Keren Estrada has been receiving physical therapy and educational support at Tesoros de Dios since she was 4 months old. She shares excitedly her hopes and dreams for the expansion of the centre with EMI volunteer architect Sabrina Ortiz.
Photo: Christa Brunt, September 2016, Managua, Nicaragua

Treasures of God

Ministering to children with special needs in Managua

by Chelsie Kaschmitter





At eight years old, Kevin was unable to sit still and concentrate on a task for more than a minute. His mother, Lillian, had self-diagnosed Kevin with autism at the age of four and had been seeking advice from anyone who could help. “We started looking for people that could help us, and everywhere we went they said no because Kevin was extremely hyperactive.”

After being turned away from many clinics and education centres, Lillian found herself in a difficult situation. She shared, “One day someone came to our house and asked me, ‘Do you know who can help your son?’ I replied no and he said, ‘Take him to Tesoros de Dios.’”

After 10 years as a student at Tesoros de Dios, Kevin has made great strides in overcoming autism. To his mother Lillian, the change has been dramatic. Photo C.Brunt.

After meeting with the teachers and an initial evaluation, Kevin was accepted into the program at Tesoros de Dios, where he has been a student for the last ten years. Kevin is now able to concentrate on tasks for almost an hour, and as Lillian shares, “He makes his bed, he cooks, and he helps me to do chores at home. He likes sports, music, and dancing. He’s changed so much — our lives have changed completely.”

Tesoros de Dios, Treasures of God, is a special education centre in Managua, Nicaragua, that serves over 110 children and their families. Their vision is to help children with disabilities reach their full potential. Since 2004 they have been serving families who would otherwise have no access to such life-changing help and care. Besides education, care, and therapies that include both child and a family member, the focus is to strengthen partnerships between these families and schools, churches, and communities. In a country like Nicaragua where children with disabilities are often viewed as cursed or unacceptable, Tesoros de Dios has become a place of light and life.

So it is no surprise that the current centre has reached full capacity. Every day it becomes apparent that many more children in Managua could benefit from the healing and caring ministry of Tesoros de Dios. With a waiting list of over 60 children, the need for more space and a more focused use of the existing facilities is crucial. This is where EMI comes in.

The EMI team presents the initial design concept to expand the Tesoros de Dios facilities so more children with special needs can be served by the ministry. Photo C.Kaschmitter.

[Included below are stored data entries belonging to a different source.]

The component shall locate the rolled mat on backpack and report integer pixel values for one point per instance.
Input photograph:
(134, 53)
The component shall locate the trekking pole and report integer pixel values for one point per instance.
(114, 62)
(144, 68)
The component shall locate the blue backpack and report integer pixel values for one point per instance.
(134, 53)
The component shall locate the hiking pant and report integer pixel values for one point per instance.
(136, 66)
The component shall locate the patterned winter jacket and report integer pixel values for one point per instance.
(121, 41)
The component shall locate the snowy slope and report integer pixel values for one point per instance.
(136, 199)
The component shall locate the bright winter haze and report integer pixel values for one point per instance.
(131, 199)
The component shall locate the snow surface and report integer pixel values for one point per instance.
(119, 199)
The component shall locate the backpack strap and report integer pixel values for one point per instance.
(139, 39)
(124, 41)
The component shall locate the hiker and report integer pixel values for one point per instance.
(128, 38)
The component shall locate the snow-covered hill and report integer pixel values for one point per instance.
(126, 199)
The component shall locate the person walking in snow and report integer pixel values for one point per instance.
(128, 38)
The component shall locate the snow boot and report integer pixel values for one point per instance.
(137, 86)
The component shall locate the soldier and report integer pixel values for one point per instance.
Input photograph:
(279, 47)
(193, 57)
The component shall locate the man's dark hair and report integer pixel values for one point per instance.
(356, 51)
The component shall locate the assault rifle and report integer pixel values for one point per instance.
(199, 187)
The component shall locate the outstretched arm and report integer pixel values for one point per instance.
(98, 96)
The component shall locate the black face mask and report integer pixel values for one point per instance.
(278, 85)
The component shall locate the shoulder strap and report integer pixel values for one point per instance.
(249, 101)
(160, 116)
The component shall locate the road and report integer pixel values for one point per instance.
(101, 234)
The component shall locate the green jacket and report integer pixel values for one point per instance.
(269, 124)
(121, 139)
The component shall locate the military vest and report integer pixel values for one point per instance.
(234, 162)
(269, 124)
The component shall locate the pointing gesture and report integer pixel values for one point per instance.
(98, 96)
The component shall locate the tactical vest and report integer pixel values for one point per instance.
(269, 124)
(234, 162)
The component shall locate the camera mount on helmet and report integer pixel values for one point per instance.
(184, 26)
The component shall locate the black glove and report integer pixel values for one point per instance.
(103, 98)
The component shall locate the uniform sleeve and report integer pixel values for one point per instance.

EMI Nicaragua sent a team of volunteer design professionals to assess the existing centre and create a masterplan that will enable Tesoros de Dios to serve more children. The EMI team prepared concept images and plans that will be used as this project moves forward into fundraising, detailed design, and construction. EMI Nicaragua architect, John Pillar reflected, “We want to see these kids restored by God, and their world restored through design… the relationship we have started here will continue and grow, and we will work alongside Tesoros de Dios all the way.” As EMI designs become reality here, Tesoros de Dios will soon be able to help more children like Kevin reach their full potential, helping them realize they are indeed treasures of God.

A staff member works with a student at the Tesoros de Dios centre. Over 110 children with special needs and their families are served through this ministry in Managua, Nicaragua. Photo C.Kaschmitter.